Personal information
- Born: Robert Andrew Hungaski December 8, 1987 (age 38) Stamford, Connecticut, U.S.

Chess career
- Country: United States
- Title: Grandmaster (2013)
- FIDE rating: 2493 (July 2026)
- Peak rating: 2554 (March 2022)

= Robert Hungaski =

American chess grandmaster and coach (born 1987)

Robert Andrew Hungaski (born December 8, 1987) is an American-Argentine chess player and coach. He was awarded the FIDE title of Grandmaster (GM) in 2013.

==Early life and education==
Born in Stamford, Connecticut on December 8, 1987 to an American father and an Argentine mother. Following his parents separation, he moved to Argentina at a young age and discovered chess within an after-school program at the age of six. Determined to pursue chess professionally by twelve, he dedicated himself to the game while excelling in his academic pursuits.

He achieved the title of International Master at age of 18 while in his senior year of high school, followed by title of Grandmaster at age of 24 during his college years.
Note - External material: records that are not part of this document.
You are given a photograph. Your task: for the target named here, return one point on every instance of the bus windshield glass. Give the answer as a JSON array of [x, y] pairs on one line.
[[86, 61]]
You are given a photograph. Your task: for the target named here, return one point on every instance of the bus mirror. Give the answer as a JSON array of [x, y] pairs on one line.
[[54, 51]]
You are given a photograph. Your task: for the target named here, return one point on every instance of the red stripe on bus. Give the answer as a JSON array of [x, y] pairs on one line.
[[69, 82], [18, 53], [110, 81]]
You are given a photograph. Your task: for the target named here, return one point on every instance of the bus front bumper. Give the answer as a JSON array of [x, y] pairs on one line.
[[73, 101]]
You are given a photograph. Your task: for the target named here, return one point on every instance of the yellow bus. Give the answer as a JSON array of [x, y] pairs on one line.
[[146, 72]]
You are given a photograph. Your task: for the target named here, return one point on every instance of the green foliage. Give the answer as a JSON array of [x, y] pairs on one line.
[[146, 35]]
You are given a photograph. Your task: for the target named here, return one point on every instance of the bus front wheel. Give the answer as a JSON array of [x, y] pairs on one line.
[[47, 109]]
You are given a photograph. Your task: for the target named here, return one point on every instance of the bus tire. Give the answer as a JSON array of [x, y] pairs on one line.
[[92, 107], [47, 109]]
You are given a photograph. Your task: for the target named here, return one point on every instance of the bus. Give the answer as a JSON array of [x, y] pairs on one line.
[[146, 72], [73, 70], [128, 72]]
Robert Hungaski earned a Bachelor of Arts degree in Political Science and Philosophy from the University of Connecticut in 2012, accompanied by minors in English and Middle Eastern Studies. Additionally, he holds an Emergency Medical Technician (EMT) certification issued by the State of New York.

==Career==
===Chess player===
He won a gold medal at the Pan-American Junior Chess Championship in Ecuador in 2007, won the New York International in 2011, the Amsterdam International in 2012, the Argentina Cup in Buenos Aires in 2015 and the Montevideo Blitz Open in 2018.

He qualified to play in the Chess World Cup 2021, where he was defeated 1½-½ by Velimir Ivić in the first round.
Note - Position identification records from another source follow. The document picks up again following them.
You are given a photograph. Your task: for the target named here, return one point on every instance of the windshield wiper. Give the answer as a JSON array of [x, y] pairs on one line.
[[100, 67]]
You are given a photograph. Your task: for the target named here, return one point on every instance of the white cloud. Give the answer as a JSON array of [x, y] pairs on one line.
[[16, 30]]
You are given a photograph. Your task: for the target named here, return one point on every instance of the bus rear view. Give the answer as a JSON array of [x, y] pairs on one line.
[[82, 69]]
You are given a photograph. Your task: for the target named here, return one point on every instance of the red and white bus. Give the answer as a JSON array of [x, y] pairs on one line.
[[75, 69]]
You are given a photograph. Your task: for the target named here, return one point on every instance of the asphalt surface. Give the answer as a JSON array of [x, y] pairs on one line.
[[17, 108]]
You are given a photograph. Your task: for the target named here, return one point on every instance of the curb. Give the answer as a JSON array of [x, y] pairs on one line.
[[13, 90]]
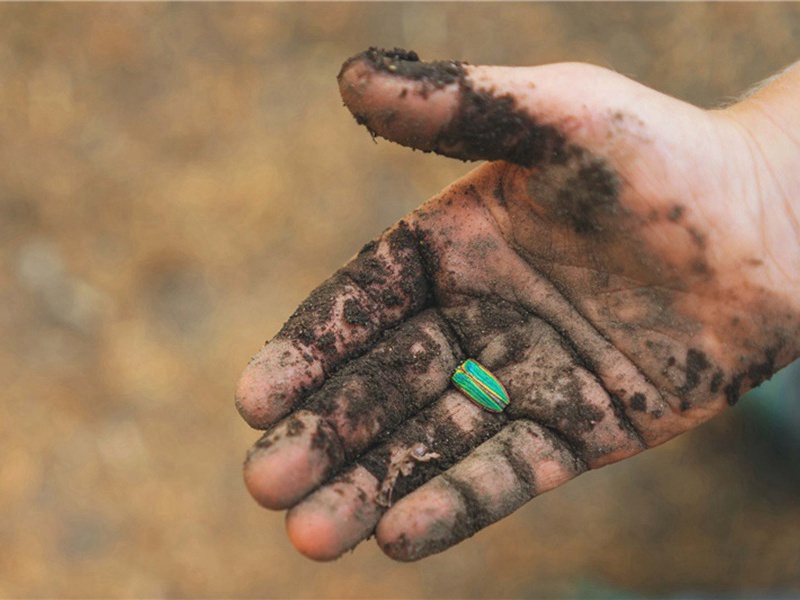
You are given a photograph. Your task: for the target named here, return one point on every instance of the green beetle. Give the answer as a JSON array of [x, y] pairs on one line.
[[480, 386]]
In January 2022, he took second place in the Floripa Chess Open, the largest open chess tournament in Brazil.

In February 2022, he took second place in the Montevideo Chess Open.

===Chess coach===
Beyond his playing career, Hungaski possesses extensive experience as a chess coach. He holds the FIDE Senior Trainer title and frequently contributes to the development of young US players by participating in the coaching team for the World Youth Chess Championship and World Cadet Championships.

Between July 28 and August 10, 2022 he was captain of Argentina's Open Section Olympic Team.